Tre anni e mezzo di prigionia non sono solo privazione della libertà. Sono fame, freddo, pidocchi che ti succhiano il sangue, chili e chili di patate pelate e bucce nascoste sotto terra per essere recuperate quando i crampi della fame divorano lo stomaco, lacrime che sbiadiscono le foto dei tuoi cari, voglia di fare l’amore, fare l’amore da soli fino a rasentare la schizofrenia, latrine da costruire, da svuotare, da usare, febbri da cavallo, malattie, morte di chi ti dorme accanto, disperazione che rende insonni le notti, obbligo di lavorare senza compenso e senza un fine, infortuni sul lavoro, ferite che si infettano per mancanza d’igiene…

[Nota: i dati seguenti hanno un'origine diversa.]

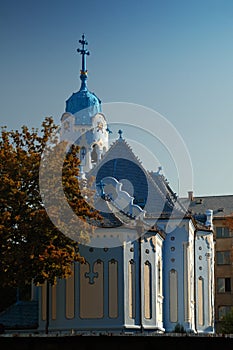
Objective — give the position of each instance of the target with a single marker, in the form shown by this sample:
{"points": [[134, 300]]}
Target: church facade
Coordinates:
{"points": [[150, 264]]}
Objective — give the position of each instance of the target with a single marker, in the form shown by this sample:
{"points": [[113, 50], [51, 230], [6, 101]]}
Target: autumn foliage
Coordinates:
{"points": [[32, 246]]}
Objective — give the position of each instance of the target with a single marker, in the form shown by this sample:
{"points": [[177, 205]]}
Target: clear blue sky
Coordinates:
{"points": [[174, 56]]}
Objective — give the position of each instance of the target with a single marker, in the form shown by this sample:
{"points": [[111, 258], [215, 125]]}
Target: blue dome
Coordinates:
{"points": [[83, 100]]}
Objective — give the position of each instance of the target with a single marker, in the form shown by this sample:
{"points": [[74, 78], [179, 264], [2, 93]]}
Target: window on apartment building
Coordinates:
{"points": [[223, 258], [222, 232], [223, 285]]}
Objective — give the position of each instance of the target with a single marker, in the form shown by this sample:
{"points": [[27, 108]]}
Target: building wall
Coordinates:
{"points": [[178, 251], [223, 271], [117, 288]]}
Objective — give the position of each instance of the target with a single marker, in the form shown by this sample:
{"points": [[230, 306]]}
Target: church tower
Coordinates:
{"points": [[83, 118]]}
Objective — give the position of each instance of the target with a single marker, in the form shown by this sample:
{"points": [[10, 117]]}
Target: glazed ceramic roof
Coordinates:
{"points": [[155, 197]]}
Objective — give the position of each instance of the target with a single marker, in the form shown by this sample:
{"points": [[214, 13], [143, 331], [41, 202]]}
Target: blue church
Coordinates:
{"points": [[150, 264]]}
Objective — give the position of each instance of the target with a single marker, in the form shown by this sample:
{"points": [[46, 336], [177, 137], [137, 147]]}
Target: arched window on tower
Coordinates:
{"points": [[83, 155]]}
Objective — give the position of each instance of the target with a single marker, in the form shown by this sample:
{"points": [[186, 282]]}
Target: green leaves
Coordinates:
{"points": [[32, 247]]}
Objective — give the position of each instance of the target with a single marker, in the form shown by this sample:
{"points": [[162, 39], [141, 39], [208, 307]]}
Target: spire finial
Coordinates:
{"points": [[83, 52], [120, 132]]}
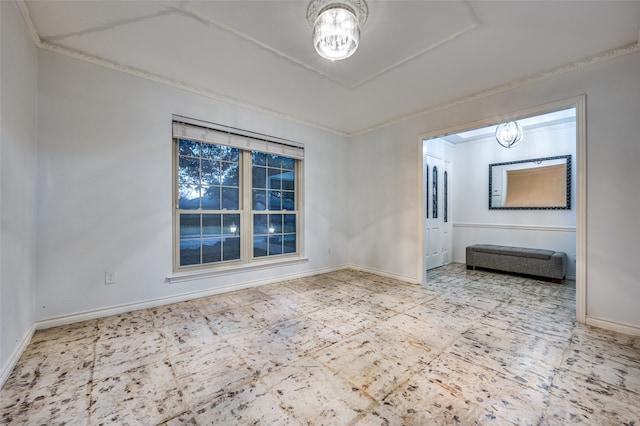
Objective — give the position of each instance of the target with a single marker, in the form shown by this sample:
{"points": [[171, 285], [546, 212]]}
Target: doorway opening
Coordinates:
{"points": [[456, 214]]}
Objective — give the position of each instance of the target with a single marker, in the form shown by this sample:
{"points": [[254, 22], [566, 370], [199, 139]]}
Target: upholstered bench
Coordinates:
{"points": [[541, 263]]}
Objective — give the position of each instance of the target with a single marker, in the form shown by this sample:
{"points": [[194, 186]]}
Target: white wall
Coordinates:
{"points": [[474, 223], [18, 122], [385, 178], [105, 158]]}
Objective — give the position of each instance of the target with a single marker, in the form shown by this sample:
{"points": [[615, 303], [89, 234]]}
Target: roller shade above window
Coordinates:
{"points": [[186, 129]]}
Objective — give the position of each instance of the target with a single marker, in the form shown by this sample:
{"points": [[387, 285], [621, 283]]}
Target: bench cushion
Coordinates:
{"points": [[513, 251]]}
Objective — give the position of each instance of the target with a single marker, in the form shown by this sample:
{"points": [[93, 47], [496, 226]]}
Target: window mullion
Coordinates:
{"points": [[246, 216]]}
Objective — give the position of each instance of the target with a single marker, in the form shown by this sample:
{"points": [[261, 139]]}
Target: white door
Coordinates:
{"points": [[437, 232]]}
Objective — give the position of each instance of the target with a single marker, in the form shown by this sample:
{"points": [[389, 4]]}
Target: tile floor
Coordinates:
{"points": [[344, 348]]}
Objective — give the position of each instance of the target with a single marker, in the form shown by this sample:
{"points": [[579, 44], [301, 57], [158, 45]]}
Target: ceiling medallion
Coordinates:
{"points": [[509, 134], [336, 26]]}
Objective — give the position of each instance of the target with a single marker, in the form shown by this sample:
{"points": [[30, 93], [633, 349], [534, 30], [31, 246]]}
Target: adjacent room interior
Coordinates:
{"points": [[223, 213]]}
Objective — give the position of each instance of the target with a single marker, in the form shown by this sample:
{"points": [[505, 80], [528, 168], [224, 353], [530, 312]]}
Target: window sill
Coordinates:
{"points": [[228, 270]]}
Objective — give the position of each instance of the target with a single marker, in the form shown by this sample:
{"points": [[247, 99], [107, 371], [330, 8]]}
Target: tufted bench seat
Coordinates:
{"points": [[542, 263]]}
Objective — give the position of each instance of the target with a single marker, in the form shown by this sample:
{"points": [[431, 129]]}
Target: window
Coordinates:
{"points": [[237, 197], [445, 201], [434, 201], [426, 185]]}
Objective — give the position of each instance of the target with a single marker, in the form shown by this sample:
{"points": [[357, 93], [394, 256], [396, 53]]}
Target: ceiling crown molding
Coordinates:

Ma è la denigrazione e lo spregio di te come persona che ti fa sentire figlio di un Dio minore, una colpa da celare per sempre».

Ho finito, ho riversato il mio torrente di parole con la stessa forza delle sue rapide… sento che la corrente porta con sé parte del mio fardello e rende giustizia, oggi ricorrenza della Liberazione, alla foto che ha motivato il mio sfogo. Spero rimanga memoria in lui, nuovo virgulto del mio albero…”.


 

“Sono Rosa e ho cent’anni. Ho atteso, atteso e ancora atteso… anch’io ho ascoltato il racconto e, finalmente, capisco…”.